[neutron] security group list regression

James Denton james.denton at rackspace.com
Mon Mar 2 22:25:12 UTC 2020


Thanks for continuing to push this on the ML and in the bug report.

Happy to report that the client and SDK patches you provided have drastically reduced the SG list time from ~90-120s to ~12-14s within Stein and Train lab environments.

One last thing... when you perform an 'openstack security group delete <name>', the initial lookup by name fails. In Train, the client falls back to using the 'name' parameter (/security-groups?name=<name>). This lookup is quick and the security group is found and deleted. However, on Rocky/Stein (e.g. client 3.18.1), instead of searching by parameter, the client appears to perform a GET /security-groups without limiting the fields and takes a long time.

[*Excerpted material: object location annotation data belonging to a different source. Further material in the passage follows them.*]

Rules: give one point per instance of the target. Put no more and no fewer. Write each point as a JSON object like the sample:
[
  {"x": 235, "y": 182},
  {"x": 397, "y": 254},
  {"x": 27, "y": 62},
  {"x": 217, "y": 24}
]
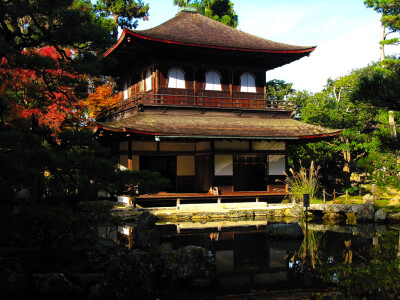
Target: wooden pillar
[
  {"x": 194, "y": 86},
  {"x": 157, "y": 81},
  {"x": 231, "y": 87},
  {"x": 212, "y": 162},
  {"x": 130, "y": 154}
]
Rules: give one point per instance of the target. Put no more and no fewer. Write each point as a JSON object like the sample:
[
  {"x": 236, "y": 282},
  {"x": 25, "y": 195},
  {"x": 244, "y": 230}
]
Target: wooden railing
[{"x": 185, "y": 97}]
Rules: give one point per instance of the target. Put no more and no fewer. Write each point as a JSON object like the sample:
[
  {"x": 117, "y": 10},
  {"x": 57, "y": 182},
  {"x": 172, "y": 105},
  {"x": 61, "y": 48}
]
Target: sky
[{"x": 346, "y": 34}]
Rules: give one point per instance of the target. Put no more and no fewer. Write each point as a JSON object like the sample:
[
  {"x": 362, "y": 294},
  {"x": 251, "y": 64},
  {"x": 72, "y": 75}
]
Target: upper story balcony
[{"x": 200, "y": 99}]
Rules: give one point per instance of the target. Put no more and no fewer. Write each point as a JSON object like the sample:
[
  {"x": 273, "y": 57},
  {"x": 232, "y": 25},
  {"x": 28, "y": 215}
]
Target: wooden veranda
[{"x": 275, "y": 194}]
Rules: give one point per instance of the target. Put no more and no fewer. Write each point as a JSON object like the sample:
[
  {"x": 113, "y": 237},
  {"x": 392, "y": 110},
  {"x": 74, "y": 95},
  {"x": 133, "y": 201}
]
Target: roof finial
[{"x": 187, "y": 7}]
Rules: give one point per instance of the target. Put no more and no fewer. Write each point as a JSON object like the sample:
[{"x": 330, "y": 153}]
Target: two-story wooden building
[{"x": 193, "y": 106}]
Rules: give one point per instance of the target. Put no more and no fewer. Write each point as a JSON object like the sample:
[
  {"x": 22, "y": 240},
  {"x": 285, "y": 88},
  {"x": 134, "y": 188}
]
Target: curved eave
[
  {"x": 166, "y": 41},
  {"x": 320, "y": 135},
  {"x": 149, "y": 133},
  {"x": 123, "y": 130}
]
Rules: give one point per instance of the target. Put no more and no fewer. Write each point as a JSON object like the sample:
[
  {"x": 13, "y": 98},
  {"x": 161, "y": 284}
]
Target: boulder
[
  {"x": 14, "y": 280},
  {"x": 55, "y": 285},
  {"x": 285, "y": 231},
  {"x": 196, "y": 266},
  {"x": 365, "y": 212},
  {"x": 296, "y": 211},
  {"x": 23, "y": 194},
  {"x": 101, "y": 249},
  {"x": 145, "y": 235},
  {"x": 165, "y": 261},
  {"x": 129, "y": 276},
  {"x": 381, "y": 215},
  {"x": 333, "y": 216},
  {"x": 393, "y": 218},
  {"x": 368, "y": 198}
]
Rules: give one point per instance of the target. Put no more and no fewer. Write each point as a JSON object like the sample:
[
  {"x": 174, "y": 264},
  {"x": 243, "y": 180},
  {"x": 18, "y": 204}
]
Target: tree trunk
[
  {"x": 346, "y": 163},
  {"x": 392, "y": 124},
  {"x": 383, "y": 46},
  {"x": 115, "y": 29}
]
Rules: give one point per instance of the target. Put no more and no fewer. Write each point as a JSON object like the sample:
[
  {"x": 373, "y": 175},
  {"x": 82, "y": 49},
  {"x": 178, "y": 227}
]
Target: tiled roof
[
  {"x": 191, "y": 123},
  {"x": 194, "y": 29}
]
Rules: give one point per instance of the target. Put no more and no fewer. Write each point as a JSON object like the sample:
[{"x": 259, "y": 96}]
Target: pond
[{"x": 330, "y": 262}]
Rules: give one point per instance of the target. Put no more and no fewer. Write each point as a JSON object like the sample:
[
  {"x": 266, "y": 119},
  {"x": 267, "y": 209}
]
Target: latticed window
[
  {"x": 247, "y": 83},
  {"x": 176, "y": 79},
  {"x": 148, "y": 80},
  {"x": 213, "y": 81}
]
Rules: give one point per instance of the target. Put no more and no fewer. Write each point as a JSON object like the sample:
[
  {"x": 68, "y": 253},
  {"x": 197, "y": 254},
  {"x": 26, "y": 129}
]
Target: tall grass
[{"x": 303, "y": 182}]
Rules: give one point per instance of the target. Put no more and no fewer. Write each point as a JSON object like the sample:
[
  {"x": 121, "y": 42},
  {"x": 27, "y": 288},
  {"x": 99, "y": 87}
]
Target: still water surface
[{"x": 330, "y": 262}]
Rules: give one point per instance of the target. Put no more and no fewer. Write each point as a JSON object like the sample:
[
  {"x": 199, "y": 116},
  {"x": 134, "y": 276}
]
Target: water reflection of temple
[{"x": 244, "y": 256}]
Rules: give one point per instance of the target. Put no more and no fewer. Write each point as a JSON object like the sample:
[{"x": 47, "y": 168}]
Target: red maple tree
[{"x": 48, "y": 93}]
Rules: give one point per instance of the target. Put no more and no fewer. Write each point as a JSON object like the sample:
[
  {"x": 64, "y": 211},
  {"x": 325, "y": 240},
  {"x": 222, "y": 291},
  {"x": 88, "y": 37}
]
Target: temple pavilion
[{"x": 193, "y": 107}]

'openstack security group list' with patch:
REQ: curl -g -i -X GET "" -H "Accept: application/json" -H "User-Agent: openstacksdk/0.27.0 keystoneauth1/3.13.1 python-requests/2.21.0 CPython/2.7.17" -H "X-Auth-Token: {SHA256}3e747da939e8c4befe72d5ca7105971508bd56cdf36208ba6b960d1aee6d19b6"

'openstack security group delete <name>':

Train (notice the name param):
REQ: curl -g -i -X GET -H "User-Agent: openstacksdk/0.36.0 keystoneauth1/3.17.1 python-requests/2.22.0 CPython/3.6.7" -H "X-Auth-Token: {SHA256}bf291d5f12903876fc69151db37d295da961ba684a575e77fb6f4829b55df1bf" "GET /v2.0/security-groups/train-test-1755 HTTP/1.1" 404 125
REQ: curl -g -i -X GET "" -H "Accept: application/json" -H "User-Agent: openstacksdk/0.36.0 keystoneauth1/3.17.1 python-requests/2.22.0 CPython/3.6.7" -H "X-Auth-Token: {SHA256}bf291d5f12903876fc69151db37d295da961ba684a575e77fb6f4829b55df1bf" "GET /v2.0/security-groups?name=train-test-1755 HTTP/1.1" 200 1365

Stein & below (notice lack of fields):
REQ: curl -g -i -X GET -H "User-Agent: openstacksdk/0.27.0 keystoneauth1/3.13.1 python-requests/2.21.0 CPython/2.7.17" -H "X-Auth-Token: {SHA256}e9f87afe851ff5380d8402ee81199c466be9c84fe67ed0302e8b178f33aa1fc2" "GET /v2.0/security-groups/stein-test-5189 HTTP/1.1" 404 125
REQ: curl -g -i -X GET -H "Accept: application/json" -H "User-Agent: openstacksdk/0.27.0 keystoneauth1/3.13.1 python-requests/2.21.0 CPython/2.7.17" -H "X-Auth-Token: {SHA256}e9f87afe851ff5380d8402ee81199c466be9c84fe67ed0302e8b178f33aa1fc2"
<wait awhile while it compiles and returns the full list, then the single SG object is deleted>

Haven't quite figured out where fields can be used to speed up the delete process on the older client, or if the newer client would be backwards-compatible (and how far back).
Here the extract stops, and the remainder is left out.